Follow-up of the “ringing/belt” post from a couple days ago:
Originally shared by René Jurack
A genuine GT3 2M belt doesn’t affect the ringing. It eliminates it.
The part with the ringing artefacts is printed with “china 2MGT”, the other one with genuine “Gates Powergrip GT3 2M-06”
Same gcode, same printer, same filament. Just different belts.
So the bottom is GT3? Have you done any bench tests with stretch vs. impulse?
I switched them accidently in some of the shoots. The GT3-one is always the one without ringing.
Do you have a tool to measure belt tension? It could rule out some factors.
@Stephanie_A easiest way without specialty tools is via a know lateral load, the span, and the measured deflection.

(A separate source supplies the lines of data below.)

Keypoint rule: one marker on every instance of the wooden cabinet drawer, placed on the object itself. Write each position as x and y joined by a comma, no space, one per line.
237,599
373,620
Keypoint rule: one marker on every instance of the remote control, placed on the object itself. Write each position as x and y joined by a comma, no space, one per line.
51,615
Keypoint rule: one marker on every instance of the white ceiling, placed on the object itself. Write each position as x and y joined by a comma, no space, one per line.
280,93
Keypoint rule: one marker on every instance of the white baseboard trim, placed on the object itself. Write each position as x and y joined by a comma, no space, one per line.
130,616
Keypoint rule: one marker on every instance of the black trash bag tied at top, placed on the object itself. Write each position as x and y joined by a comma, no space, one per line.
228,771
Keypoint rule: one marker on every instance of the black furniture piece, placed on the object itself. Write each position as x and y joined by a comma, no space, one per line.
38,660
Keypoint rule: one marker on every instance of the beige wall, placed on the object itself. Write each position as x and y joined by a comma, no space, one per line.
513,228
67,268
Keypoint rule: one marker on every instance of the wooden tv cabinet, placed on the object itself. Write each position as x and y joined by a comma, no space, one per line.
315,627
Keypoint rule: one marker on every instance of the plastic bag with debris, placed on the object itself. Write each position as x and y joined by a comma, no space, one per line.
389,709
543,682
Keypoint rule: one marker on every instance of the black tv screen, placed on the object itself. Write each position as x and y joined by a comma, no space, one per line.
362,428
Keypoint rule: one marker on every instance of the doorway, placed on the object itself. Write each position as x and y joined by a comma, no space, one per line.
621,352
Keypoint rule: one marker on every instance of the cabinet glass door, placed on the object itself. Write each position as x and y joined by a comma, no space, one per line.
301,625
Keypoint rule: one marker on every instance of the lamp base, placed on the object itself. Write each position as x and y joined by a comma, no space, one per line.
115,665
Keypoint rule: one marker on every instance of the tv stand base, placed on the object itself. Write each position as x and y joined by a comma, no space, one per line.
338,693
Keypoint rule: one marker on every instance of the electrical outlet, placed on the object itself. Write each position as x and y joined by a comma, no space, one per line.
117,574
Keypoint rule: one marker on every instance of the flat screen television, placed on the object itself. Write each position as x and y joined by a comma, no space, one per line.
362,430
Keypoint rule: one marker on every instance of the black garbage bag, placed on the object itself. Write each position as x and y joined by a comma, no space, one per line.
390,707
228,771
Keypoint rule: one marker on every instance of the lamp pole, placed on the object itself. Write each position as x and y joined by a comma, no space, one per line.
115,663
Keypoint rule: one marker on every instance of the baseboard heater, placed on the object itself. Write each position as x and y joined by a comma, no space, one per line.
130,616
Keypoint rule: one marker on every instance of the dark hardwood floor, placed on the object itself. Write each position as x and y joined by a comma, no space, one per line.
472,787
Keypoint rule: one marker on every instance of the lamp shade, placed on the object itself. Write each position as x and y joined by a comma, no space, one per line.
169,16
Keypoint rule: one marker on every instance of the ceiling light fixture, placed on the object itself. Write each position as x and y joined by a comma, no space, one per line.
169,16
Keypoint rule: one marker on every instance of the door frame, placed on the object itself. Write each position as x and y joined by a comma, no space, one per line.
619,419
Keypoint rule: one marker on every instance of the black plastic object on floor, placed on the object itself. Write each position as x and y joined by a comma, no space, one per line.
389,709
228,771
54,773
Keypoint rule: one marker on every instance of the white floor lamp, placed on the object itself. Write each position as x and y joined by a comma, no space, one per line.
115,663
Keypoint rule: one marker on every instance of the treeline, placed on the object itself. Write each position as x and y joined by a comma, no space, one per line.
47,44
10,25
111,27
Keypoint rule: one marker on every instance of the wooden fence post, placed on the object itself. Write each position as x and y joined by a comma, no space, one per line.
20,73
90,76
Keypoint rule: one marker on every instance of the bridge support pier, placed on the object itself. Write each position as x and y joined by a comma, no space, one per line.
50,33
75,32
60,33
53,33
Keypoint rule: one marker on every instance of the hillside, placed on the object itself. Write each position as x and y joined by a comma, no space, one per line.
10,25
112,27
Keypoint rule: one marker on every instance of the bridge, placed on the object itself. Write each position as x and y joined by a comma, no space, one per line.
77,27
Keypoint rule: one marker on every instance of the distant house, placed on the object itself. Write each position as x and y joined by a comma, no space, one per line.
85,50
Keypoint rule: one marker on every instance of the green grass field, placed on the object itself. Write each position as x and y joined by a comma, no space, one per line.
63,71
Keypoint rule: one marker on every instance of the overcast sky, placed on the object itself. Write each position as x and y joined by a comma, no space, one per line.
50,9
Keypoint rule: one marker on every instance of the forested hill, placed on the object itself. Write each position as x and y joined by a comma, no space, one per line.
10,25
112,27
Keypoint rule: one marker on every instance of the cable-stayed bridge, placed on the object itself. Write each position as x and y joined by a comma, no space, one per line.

That’s a huge difference. Not something I would have expected. I wonder what’s in, or missing from, the knock-off belt.
Wow, what a huge difference.
Boom! Even bigger difference than I expected.
I wonder if your China belts are polyester or nylon core instead of fiberglass.
More proof that you get what you pay for.
I guess the china version use a low quality material to reduce their price
Do you have to change pulleys or simply the belts?
I guess you have just accidentally used more tension on the new belt?
A cross test would be a good idea. Together with a tension measurement device.
Tension is like recommended for GT3 2M. The other one was tensioned like a GT2 2M should. But is was no GT2 2M. Measured with acustic measurement app “tension2go”
If people refuse to believe belt quality matters, you could use one genuine belt and one China belt at the same time and show the adjacent corners on the print. (Would need to be rotated 45 degrees to the gantry of course.)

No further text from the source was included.